Os gatos, como é sabido (embora ainda não demonstrado pela
Ciência), conseguem dobrar o eixo espácio-temporal, bem como contornar as ondas
da gravidade. E todas estas capacidades servem para um fim. Caçar? Não. Viajar
no tempo? Não. Levitar? Não. Todas estas capacidades servem para que o gato
caiba dentro de uma caixa de sapatos. Um gato até pode viver numa herdade, mas,
no fim do dia, ele vai querer dormir naquela caixa na qual não cabe deste que
tinha seis meses. Na ausência de uma boa caixinha, serve uma gaveta. Ou um
saco.
Ao contrário do que se diz, os gatos também festejam o
regresso do dono a casa. Mas, como são muito complexos, dividem este regresso
em dois tipos: sem sacas de compras ou com sacas de compras. No primeiro caso,
o gato aparece, roça-se nas pernas do dono, como se dissesse: “E quê? Tá tudo?

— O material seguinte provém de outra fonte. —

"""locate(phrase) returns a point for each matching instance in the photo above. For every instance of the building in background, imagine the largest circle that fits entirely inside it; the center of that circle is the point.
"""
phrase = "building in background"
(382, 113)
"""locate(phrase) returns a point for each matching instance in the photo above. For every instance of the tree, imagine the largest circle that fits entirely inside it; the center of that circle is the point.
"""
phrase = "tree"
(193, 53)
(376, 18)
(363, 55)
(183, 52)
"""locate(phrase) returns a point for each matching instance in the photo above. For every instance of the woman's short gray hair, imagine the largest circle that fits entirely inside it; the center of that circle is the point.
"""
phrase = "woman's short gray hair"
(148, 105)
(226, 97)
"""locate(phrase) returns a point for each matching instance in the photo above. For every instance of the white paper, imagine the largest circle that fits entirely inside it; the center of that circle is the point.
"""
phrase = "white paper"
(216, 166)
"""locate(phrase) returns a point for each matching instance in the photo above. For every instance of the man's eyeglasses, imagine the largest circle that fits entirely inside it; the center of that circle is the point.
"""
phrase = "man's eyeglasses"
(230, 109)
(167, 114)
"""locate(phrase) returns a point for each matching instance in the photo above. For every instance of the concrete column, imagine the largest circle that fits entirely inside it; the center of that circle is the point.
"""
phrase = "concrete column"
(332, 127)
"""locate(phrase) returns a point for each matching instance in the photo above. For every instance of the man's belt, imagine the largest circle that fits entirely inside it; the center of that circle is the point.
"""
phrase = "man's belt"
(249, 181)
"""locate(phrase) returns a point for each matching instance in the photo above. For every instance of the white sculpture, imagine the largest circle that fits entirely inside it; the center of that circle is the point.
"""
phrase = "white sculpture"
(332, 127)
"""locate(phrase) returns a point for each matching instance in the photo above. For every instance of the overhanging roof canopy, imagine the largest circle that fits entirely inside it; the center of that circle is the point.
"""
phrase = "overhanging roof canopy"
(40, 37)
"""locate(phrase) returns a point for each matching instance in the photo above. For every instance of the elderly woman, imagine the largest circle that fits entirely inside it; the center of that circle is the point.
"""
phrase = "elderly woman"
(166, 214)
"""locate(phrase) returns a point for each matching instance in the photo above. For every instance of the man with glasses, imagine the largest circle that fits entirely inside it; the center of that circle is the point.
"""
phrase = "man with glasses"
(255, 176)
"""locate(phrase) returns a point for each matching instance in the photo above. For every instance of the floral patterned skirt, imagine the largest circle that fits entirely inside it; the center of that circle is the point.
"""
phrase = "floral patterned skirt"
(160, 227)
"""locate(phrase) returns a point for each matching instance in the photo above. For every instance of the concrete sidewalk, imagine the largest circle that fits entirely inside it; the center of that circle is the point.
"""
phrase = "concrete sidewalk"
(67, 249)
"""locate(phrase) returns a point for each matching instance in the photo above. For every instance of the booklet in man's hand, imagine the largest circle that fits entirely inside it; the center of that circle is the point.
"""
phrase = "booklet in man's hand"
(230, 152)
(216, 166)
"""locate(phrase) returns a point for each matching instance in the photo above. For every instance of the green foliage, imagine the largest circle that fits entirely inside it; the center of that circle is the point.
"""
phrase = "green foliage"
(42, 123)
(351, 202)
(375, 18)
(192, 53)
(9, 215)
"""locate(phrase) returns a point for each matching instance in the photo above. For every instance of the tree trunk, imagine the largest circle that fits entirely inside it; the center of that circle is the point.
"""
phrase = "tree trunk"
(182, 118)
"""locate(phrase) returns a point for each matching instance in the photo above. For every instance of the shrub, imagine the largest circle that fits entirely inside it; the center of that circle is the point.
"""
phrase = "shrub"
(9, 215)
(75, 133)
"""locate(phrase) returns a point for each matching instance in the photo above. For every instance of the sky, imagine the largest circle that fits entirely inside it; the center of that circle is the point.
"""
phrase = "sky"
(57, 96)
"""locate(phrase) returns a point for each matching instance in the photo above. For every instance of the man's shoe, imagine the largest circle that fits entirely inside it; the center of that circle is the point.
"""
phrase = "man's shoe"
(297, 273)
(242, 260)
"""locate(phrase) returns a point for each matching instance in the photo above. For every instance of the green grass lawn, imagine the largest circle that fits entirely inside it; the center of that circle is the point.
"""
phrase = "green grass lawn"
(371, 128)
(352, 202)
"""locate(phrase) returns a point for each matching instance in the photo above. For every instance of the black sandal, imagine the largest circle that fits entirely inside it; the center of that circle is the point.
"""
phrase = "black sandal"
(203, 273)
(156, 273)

Dormi a tarde toda. Arranja aí qualquer coisa para comer, antes que eu volte a
dormir”. Quando o dono regressa a casa com sacas, a reacção é diferente. “E
quê? Tá tudo? Eeeeeeh, sacas! O que me trouxeste? Deixa-me meter a cabeça em
todas as sacas. Só para ver. Hum, nada de especial. Agora arranja aí qualquer
coisa para comer, antes que eu volte a dormir…”
Os gatos dividem os sons também em dois tipos. Sons insignificantes,
como a voz do dono, o som de uma porta a abrir ou de uma explosão nuclear, não perturbam
o sono. Os sons que verdadeiramente importam são os sons quase imperceptíveis. O
papel que caiu ao chão e saltitou duas vezes, aquela mosca que voou até à
janela e lá pousou ou a aranha a fazer uma teia, são motivos para o gato estar
em alerta máximo.
A expressão máxima de satisfação do gato é o ronronar. Também neste aspecto, o gato é mais higiénico que o cão: o cão só sabe expressar satisfação
tentando lamber as pessoas. O gato, por seu lado, produz um som propício à
meditação. Devia haver uma estação de rádio que emitisse 24 horas por dia o
ronronar de um gato. Muito do stress das sociedades modernas seria, assim,
dissipado.
A delicadeza é outra das características deste felino
doméstico. Se o teu gato resolver dormir um soninho no meio daquelas louças que
estão na tua família desde o séc. XV e que davam para pagar a dívida externa de
Portugal, deixa-o estar. Ele não vai deitar nada ao chão. Nem deves, em momento
algum, fazer algum movimento brusco no sentido de tirar de lá o gato. Não que
ele vá fugir e deitar tudo ao chão. É só porque não se deve assustar um animal.
Sendo tão diferentes, cães e gatos caminham para destinos opostos.
Uma vez terminado o seu estudo sobre as espécies do planeta, os gatos irão
embarcar de volta para o planeta de onde saíram. Os cães permanecerão, até ao
fim dos tempos, à espera que os donos regressem a casa e peguem na trela.